Take diversity and inclusion initiatives. An archaeological approach might trace how corporate representations of workplace diversity evolved from 1970s equal opportunity materials (emphasising legal compliance and integration) through 1990s "valuing differences" campaigns (celebrating individual uniqueness) to today's inclusion and belonging narratives (focusing on psychological safety and authentic selves). Each shift reflects changing social movements, legal frameworks, and economic pressures. You can trace this through British sitcoms like Rising Damp and Mind Your Language, which expose the normalised racism of 1970s workplaces, to contemporary series like The Bold Type and films like Sorry to Bother You, which reveal how diversity talk often papers over deeper exclusions.
Or consider how the open office concept spread through architectural magazines, management consultancy reports, and workplace design blogs from the 1960s onwards. Each promotional material carried specific claims about collaboration, creativity, and cost-effectiveness that seemed natural to their moment but now appear historically specific. The contrast becomes visible when comparing hierarchical office spaces in period dramas with the chaotic energy of open-plan environments in series like This Life, the surveillance anxiety of Black Mirror's "Nosedive" episode, or the literal work-life separation surgery in Severance. Recent documentaries like The Gig Is Up reveal how these spatial ideologies extend into the supposed freedom of gig work, where your car or home becomes the office. This archaeological understanding informs current debates about hybrid working and office design rather than simply reacting to immediate post-pandemic pressures.

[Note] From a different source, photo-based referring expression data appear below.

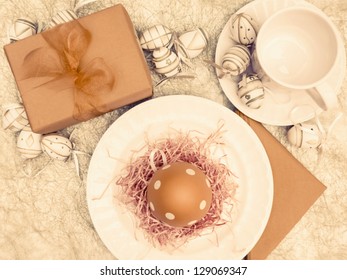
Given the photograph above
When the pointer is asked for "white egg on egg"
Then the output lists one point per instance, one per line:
(243, 29)
(56, 146)
(14, 117)
(305, 135)
(192, 43)
(179, 194)
(155, 37)
(29, 143)
(251, 91)
(236, 60)
(166, 62)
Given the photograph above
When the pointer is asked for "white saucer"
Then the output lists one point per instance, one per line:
(285, 107)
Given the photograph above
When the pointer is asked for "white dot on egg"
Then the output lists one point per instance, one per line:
(208, 183)
(202, 204)
(190, 171)
(157, 185)
(191, 222)
(169, 216)
(166, 167)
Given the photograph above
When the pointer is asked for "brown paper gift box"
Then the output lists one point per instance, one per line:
(50, 105)
(295, 190)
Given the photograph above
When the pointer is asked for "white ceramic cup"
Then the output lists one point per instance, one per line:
(297, 48)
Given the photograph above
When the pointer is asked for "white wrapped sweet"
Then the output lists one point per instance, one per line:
(14, 117)
(251, 91)
(166, 62)
(155, 37)
(305, 135)
(22, 28)
(56, 146)
(192, 43)
(236, 60)
(62, 17)
(29, 143)
(243, 29)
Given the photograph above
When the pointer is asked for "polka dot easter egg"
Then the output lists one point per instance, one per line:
(179, 194)
(243, 29)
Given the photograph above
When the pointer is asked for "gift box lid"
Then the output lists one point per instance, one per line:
(48, 91)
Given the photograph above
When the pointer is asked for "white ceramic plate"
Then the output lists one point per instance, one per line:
(288, 107)
(158, 117)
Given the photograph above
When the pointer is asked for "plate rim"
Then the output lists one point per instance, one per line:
(169, 99)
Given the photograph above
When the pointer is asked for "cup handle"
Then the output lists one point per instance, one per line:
(324, 96)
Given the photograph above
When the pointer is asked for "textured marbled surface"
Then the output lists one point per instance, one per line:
(46, 216)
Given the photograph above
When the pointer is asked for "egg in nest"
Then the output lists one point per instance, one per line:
(179, 194)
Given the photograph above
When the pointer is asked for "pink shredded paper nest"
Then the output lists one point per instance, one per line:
(181, 148)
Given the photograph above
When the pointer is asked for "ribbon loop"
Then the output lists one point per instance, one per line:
(62, 58)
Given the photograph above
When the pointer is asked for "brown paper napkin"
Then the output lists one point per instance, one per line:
(295, 190)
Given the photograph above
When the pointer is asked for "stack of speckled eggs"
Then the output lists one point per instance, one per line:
(243, 31)
(168, 50)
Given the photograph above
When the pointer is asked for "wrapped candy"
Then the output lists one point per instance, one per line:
(192, 43)
(243, 29)
(56, 146)
(14, 117)
(305, 135)
(155, 37)
(251, 91)
(166, 62)
(236, 60)
(29, 143)
(62, 17)
(21, 29)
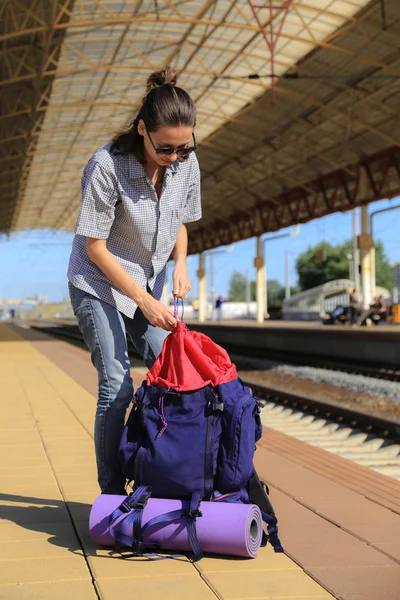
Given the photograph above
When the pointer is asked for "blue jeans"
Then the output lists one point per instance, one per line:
(104, 330)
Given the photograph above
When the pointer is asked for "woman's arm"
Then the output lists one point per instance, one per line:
(155, 312)
(180, 277)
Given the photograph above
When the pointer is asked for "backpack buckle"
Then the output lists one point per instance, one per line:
(139, 504)
(193, 514)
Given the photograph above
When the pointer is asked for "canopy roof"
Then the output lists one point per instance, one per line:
(326, 139)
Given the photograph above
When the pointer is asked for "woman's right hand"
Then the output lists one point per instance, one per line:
(157, 313)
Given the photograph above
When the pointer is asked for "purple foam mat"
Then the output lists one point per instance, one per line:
(224, 528)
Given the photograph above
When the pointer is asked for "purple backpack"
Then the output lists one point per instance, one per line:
(193, 446)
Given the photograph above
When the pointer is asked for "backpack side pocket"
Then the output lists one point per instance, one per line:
(240, 431)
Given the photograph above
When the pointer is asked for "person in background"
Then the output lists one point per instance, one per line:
(137, 193)
(355, 306)
(218, 306)
(379, 310)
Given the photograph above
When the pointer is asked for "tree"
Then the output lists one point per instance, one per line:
(324, 262)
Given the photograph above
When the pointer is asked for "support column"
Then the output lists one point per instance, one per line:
(356, 254)
(201, 274)
(365, 246)
(261, 281)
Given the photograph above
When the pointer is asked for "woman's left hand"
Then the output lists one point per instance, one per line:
(180, 281)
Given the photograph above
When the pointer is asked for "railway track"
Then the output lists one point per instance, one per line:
(323, 362)
(361, 437)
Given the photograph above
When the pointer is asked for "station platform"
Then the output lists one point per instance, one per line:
(339, 522)
(372, 346)
(281, 324)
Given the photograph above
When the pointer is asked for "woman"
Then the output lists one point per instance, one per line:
(137, 193)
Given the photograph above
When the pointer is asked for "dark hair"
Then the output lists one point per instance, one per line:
(164, 105)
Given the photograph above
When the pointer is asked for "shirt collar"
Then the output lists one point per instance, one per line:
(136, 170)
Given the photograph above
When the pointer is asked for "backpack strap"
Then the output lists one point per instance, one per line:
(258, 494)
(133, 507)
(213, 406)
(191, 514)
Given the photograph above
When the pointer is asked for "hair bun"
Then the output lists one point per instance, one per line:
(159, 78)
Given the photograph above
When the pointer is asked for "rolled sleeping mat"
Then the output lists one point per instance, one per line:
(223, 528)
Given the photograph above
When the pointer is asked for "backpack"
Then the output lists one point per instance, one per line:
(191, 435)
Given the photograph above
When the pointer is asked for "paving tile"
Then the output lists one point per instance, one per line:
(55, 533)
(391, 548)
(172, 587)
(79, 511)
(25, 460)
(330, 545)
(266, 560)
(361, 583)
(26, 513)
(109, 563)
(40, 569)
(62, 590)
(271, 584)
(54, 546)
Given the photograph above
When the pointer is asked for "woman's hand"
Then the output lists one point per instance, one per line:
(157, 313)
(180, 280)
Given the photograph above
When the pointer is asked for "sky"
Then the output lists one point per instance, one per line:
(36, 262)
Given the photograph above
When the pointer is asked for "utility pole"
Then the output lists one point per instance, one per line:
(212, 285)
(248, 292)
(356, 253)
(287, 276)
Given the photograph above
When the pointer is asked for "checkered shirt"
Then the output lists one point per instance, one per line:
(120, 205)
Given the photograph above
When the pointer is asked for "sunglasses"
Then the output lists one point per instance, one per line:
(181, 152)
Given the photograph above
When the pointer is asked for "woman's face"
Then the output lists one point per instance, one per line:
(165, 137)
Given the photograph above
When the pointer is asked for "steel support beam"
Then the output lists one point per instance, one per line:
(337, 191)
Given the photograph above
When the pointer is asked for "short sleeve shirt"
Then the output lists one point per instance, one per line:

The work is both analytical and imaginative. We excavate the past not to return to it, but to understand how we got here and what else might be possible. When workplace culture feels increasingly absurd and unsustainable, media archaeology reveals that current arrangements aren't natural or inevitable; they're historically constructed responses to particular conditions.
Media archaeology doesn't just help us understand how we arrived here. It gives us fragments and fault lines to build something different.